Question

1)Dyne X second stands for the unit of
a) force b) Momentum
c)energy d)power

2)A man walks 4 km towards north in one hour and 3 km towards east in next hour .His average velocity is .plzz give Answer with solution
a)5 km/hr b)7 km/hr
c)2.5 km/hr d)3.5 km/hr

3)A car traveling in a straight line moves with uniform velocity v1 over a distance x and another car moves with a uniform velocity v2 over a further distance y.If x=y,then the average velocity v is given by
a)v1+v2/2 b)1/v=1/v1+1/v2
c)root of v1 v2 c)1/v=1/v1 -1/v2

Answer 1

1.  Dyne - unit of force in CGS system.  it is equal to 10⁻⁵ of a Newton.

2.  4 km towards North in one hour: 
     and then 3 km towards East in next one hour.
       Final displacement of the person =  √4²+3²  = 5 km from the point of start.
   The velocity =  total displacement / total time = 5 km /2 hours = 2.5 km/hr

   if you want the average speed then it is = total distance / total time
                      = 7 km /2 hours = 3.5 kmhr
 
3.   We could directly say that

   The car travels a uniform velocity of v1 over a distance x  and a uniform velocity v2 over distance y.  let the times of travel be t1 and t2 respectively.  We assume that  the car travels in the same direction throughout.

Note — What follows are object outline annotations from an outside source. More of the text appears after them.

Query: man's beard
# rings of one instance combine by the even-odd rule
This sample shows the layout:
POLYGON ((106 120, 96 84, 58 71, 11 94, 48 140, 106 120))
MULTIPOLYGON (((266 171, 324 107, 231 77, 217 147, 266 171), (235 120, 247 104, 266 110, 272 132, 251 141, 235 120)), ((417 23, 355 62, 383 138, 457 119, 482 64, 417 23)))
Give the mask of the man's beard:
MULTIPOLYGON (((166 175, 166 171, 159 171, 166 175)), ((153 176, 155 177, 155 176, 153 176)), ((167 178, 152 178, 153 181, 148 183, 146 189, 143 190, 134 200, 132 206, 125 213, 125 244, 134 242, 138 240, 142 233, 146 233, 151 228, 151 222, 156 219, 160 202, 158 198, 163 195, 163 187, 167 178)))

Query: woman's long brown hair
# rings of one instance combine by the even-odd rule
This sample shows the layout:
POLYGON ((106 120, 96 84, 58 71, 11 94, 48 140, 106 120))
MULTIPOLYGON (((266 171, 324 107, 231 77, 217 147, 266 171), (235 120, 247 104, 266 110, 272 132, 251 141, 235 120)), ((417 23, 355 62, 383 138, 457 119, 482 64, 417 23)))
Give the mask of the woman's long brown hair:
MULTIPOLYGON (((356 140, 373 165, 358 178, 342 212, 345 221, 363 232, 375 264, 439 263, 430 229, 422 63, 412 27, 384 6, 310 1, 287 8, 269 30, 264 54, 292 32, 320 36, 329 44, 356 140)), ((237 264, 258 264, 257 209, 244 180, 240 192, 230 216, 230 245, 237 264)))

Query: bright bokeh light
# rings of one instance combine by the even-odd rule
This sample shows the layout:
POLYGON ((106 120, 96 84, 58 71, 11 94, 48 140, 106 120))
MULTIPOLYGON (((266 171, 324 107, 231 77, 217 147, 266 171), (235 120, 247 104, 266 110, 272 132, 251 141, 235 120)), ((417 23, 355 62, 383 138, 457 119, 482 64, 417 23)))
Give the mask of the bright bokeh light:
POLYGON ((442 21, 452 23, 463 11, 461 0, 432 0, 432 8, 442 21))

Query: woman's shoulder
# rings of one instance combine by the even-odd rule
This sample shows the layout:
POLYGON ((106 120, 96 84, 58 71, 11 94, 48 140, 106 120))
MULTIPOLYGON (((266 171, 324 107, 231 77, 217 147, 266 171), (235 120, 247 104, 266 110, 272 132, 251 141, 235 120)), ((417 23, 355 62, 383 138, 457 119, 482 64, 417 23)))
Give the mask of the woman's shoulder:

        average velocity = ( v1 * t1 + v2 * t2 ) / (t1 + t2)
                                = ( v1 * x/v1 + v2 * y/v2 ) / (x/v1 + y/v2)
                                =  (x + y) (v1 v2) / (v1 y + v2 x)
           if x = y, then,
                        v = 2 x v1 v2 / (v1 + v2) x
                           = 2 / [ 1/v1 + 1/v2 ]
             or,    2/v = 1/v1 + 1/v2

Answer 2

1) Dyne×sec= momentum

Expl:

momentum= m × v

=f/a × v (where m=f/a)

=dyne/(m/s^2)× m/s

=dyne-sec